2011-08-10 3 min read Musings marco

I have spoken with many friends about super-taxing the super-rich (according to the Democrats, that’s anyone that makes more than $250,000 a year after deductions). I have heard many different opinions as to why that’s a good thing or a bad thing. In the end, I decided I need more information to make a decision; in particular, I need two numbers.

The first number is an easy one to get: What percentage of the wealth of the super-rich is invested outside this country?

Why does that matter? Because if, as investment advisors tell me, the best thing to do right now is to invest in “emerging markets,” then taxing the super-rich is extremely important. If their money leaves the country and goes to China, India, etc. – where it certainly stands a good chance of becoming a lot more money, and where it helps propping up their economies – then it’s money America loses.

In other words, even if the Trickle Down effect had worked during the Reagan years, it wouldn’t work anymore if enough of that money trickles down abroad. It would be much wiser to take some of that money from the super-rich and invest it in the United States. Maybe by giving students a break on their tuition, or by building some decent infrastructure.

The second number is a bit harder to quantify, but is even more important. Consider the function that ties people’s income and their average wealth. How much wealth do people have in average if they make $10,000 a year, $100,000 a year, $1,000,000 a year?

Why does this function matter? Because my suspicion (based on wealth and income distributions that are readily available) is that the rich have a disproportionate amount of wealth. That is, if you earn ten times as much, you don’t own (wealth) ten times as much, but a lot more than that. That’s due to many factors, amongst them most notable the fact that money generates money.

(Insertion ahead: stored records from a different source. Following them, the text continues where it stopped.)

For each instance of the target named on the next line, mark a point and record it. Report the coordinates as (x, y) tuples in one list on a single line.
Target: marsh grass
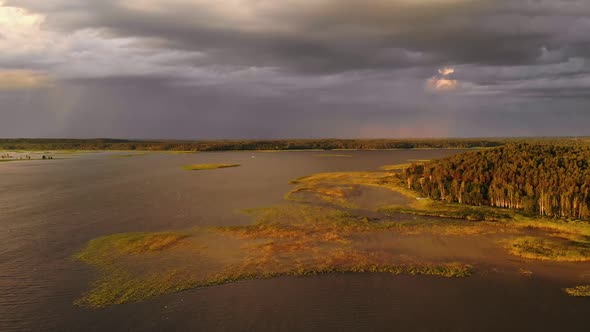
[(103, 249), (129, 155), (297, 239), (200, 167), (285, 240), (578, 291), (554, 249)]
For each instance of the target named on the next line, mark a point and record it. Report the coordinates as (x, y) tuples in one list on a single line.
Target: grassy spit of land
[(201, 167), (320, 229)]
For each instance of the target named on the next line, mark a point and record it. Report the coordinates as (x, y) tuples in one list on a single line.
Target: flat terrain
[(93, 231)]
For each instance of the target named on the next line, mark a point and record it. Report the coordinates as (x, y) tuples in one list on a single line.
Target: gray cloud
[(254, 67)]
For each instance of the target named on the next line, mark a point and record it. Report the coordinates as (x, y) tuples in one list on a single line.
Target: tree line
[(544, 179), (234, 145)]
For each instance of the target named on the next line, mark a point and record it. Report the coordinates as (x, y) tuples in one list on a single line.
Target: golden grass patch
[(200, 167)]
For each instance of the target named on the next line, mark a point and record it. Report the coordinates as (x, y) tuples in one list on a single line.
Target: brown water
[(50, 209)]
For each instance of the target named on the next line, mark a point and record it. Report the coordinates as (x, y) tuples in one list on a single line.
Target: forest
[(283, 144), (543, 179), (234, 145)]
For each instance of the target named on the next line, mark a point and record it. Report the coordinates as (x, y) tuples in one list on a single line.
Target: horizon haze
[(246, 69)]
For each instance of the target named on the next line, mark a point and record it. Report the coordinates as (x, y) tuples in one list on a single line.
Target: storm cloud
[(294, 68)]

The data presented by Democrats says that the line of $250,000 a year means 2% of the population. I don’t have the data for 2%, but this article presents the data for the top 1%: 34.6%. A full third of the country’s wealth is owned by only 1% of the population. The same article presents the data point that the top 1% of earners earn 21.3% of the income.

Now, as I usually do, I do not judge riches and poverty from a moral perspective. I am more interested in the argument of practicality and efficiency: is it wise to allow a system in which there is an automatic transfer of wealth from the poor to the rich, which is what needs to have happened for the rich to have a disproportionately high share of the wealth?

My argument works well, because it is not based on individual success and failure, on the luck of the draw, but on statistical facts: if people generate their wealth through income, then the only way for wealth to be more concentrated than income is by a magical redistribution that is invisible to income. The rich have access to forms of wealth generation that the poor don’t touch.

It doesn’t really matter whether this is because the rich can afford lawyers, creative accounting, a party fond of giving them breaks, or divine protection. What really matters is that there is an automatic, invisible transfer of money, and that it makes perfect sense for society to want a share of that automatic transfer.